Meet Nvidia's BFGDs: Massive 4K, 120Hz G-Sync HDR displays bigger than your TV

BFGD indeed

In the legendary Doom series of games, the “BFG” was the ultimate weapon—the room-clearing, awe-inspiring Big F****** Gun. Late Sunday night at CES 2018, Nvidia revealed BFGDs: Big Format Gaming Displays, created in conjuction with Asus, Acer, and HP. BFGDs may not slay demons, but like their wink-wink namesake, Nvidia’s new monitors are massive, loaded with cutting-edge technologies, and might well be the ultimate weapon in a high-end gaming arsenal.

“Big” doesn’t do these displays justice. At 65 inches' diagonal width, BFGDs outsize the televisions in many households. They still honor the “gaming display” part of their name, though.

Similar to the initial G-Sync HDR displays announced at CES last year, BFGDs are basically the Holy Grail of PC monitors. These beasts run at 4K resolution at a blistering 120Hz—a frame rate no single graphics card can maintain at that resolution in modern AAA games. Even the vaunted GeForce GTX 1080 Ti can’t fulfill it. But Big Format Gaming Displays also support Nvidia’s game-smoothing G-Sync technology, as well as gorgeous high-dynamic range visuals.  And like the other G-Sync HDR monitors, BFGDs pack an eye-searing 1,000 nits of brightness, a full-array direct backlight, and support for the DCI-P3 color gamut. In plain language: G-Sync HDR monitors are wonderfully bright and look absolutely stunning in action.

BFGDs also pack full Nvidia Shield TV functionality and come with a Shield controller and remote, befitting their super-sized TV dimensions. That means these displays include full Android TV capabilities, voice controls, game-streaming from the cloud or another local PC, you name it. The second-gen Nvidia Shield TV is the best media streamer for geeks and an appropriate companion for a monitor this gargantuan.

“G-SYNC HDR technology also supports video playback at native framerates, including popular 23.976, 24 and 25 FPS formats,” Nvidia said in the Big Format Gaming Display release. “This matches the screen’s refresh rate to the video source’s actual frame rate, eliminating interpolation and presenting the video content as it was intended to be viewed by the director.” Nifty!

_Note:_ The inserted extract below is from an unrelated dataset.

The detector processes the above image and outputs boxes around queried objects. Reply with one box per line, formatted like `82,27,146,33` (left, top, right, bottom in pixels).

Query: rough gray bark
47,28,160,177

So Nvidia BFGDs are big, bold, and badass. But crucial questions—price and availability—remain. Nvidia says BFGDs are expected to launch in summer 2018, with more information about pricing released around that time. (Spoiler: They’ll be staggeringly expensive.) Take that with a pinch of salt, though. The initial 4K, 120Hz G-Sync HDR monitors announced at last year’s CES were also expected to launch in the summer time frame, but they’ve quietly been delayed until sometime this quarter. Breaking new ground in display technology can have its hiccups.